Landing Obligation Forum created.

A series of meetings between regulators and the fishing industry, to discuss the implementation issues arising from the landing obligation, have now been formalised as the "Landing Obligation Forum." Another name for the forum could be an "in-year implementation/solutions group."


Defra, the MMO, UKAFPO and the NFFO will meet regularly to assess progress, identify problem areas and work on potential solutions. This means that policy makers, regulators and the broad range of diverse fishing interests (under and over-10m inshore and offshore) are in the room. This is not a policy making group, but it does provide a space where issues can be discussed frankly and give expression to a genuinely collaborative approach. These discussions run parallel to separate conversations being held with processors and retailers, as well as discussions between Defra/MMO and UKAFPO on the more operational aspects of quota management.
The Forum will be chaired by the NFFO and Defra will provide a secretariat to ensure that all action points are followed through.
Identifying potential choke risks and formulating possible solutions will be on the agenda for each meeting, as will regular updates from Defra on developments on the policy side that could have an impact on the industry.
There is a recognition that the industry has done much already to reduce unwanted catch, but improved selectivity and avoidance are inherently difficult in some fisheries, where losses of marketable catch as well as technical issues can be an obstacle. High survival and de minimis exemptions have been central to avoiding serious chokes in 2019, so far. The Group will assess how these are operating.
The group will also discuss the overall performance of the landing obligation and identify where improvements could be made. When the new legislation was adopted in 2013, interspecies flexibility was considered to be a major tool for the avoidance of chokes but has proven to be all but inoperable in practice.
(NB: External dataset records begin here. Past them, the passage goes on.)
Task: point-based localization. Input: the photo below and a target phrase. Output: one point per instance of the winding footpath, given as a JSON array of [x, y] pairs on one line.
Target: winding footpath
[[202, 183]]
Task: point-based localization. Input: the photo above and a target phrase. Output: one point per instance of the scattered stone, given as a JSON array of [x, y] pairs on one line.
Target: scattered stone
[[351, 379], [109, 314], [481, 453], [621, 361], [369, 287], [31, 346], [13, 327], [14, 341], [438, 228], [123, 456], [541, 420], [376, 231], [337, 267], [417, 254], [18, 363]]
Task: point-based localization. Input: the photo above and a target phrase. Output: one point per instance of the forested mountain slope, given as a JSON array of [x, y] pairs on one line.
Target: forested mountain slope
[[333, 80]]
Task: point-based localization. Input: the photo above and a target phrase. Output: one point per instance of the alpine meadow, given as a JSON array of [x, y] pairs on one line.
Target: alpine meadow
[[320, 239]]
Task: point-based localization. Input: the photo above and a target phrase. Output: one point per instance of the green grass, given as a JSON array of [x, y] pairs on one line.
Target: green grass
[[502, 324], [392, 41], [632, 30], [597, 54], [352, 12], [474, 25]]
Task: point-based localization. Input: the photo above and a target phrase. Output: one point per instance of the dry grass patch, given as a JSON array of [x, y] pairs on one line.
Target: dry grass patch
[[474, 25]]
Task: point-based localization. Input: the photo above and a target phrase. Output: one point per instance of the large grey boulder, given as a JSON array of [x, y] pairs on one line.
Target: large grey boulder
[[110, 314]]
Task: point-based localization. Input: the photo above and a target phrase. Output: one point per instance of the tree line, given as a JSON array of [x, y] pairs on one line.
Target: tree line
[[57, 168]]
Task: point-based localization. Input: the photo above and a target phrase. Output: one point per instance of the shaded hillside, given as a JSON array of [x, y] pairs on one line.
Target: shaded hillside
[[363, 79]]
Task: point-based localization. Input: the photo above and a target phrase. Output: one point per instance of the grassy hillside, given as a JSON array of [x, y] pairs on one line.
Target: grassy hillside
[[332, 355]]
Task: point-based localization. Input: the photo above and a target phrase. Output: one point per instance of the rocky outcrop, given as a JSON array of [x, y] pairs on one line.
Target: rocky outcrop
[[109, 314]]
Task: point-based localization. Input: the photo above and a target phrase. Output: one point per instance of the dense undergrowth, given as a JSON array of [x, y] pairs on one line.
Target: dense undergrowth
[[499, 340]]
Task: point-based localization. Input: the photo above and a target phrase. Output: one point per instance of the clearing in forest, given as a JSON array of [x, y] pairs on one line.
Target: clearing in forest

The group will discuss this and alternative mechanisms that could help with the integration of the landing obligation into the broader fisheries management system.
The five stocks subject to zero catch advice, and the innovative way of dealing with this through bycatch TACs and bycatch reduction plans, will be a particular focus of attention, simply because they are new and untested.
Big changes such as the landing obligation tend to generate unintended consequences by creating new economic incentives. The Group will keep track of these to ensure that they do not take the industry as a whole in unwelcome directions.
There is wide acknowledgement amongst regulators and the wider industry, that the landing obligation marks a huge change and challenge. Those challenges are best tackled in a cooperative collaborative way and the forum is a vehicle for that cooperation.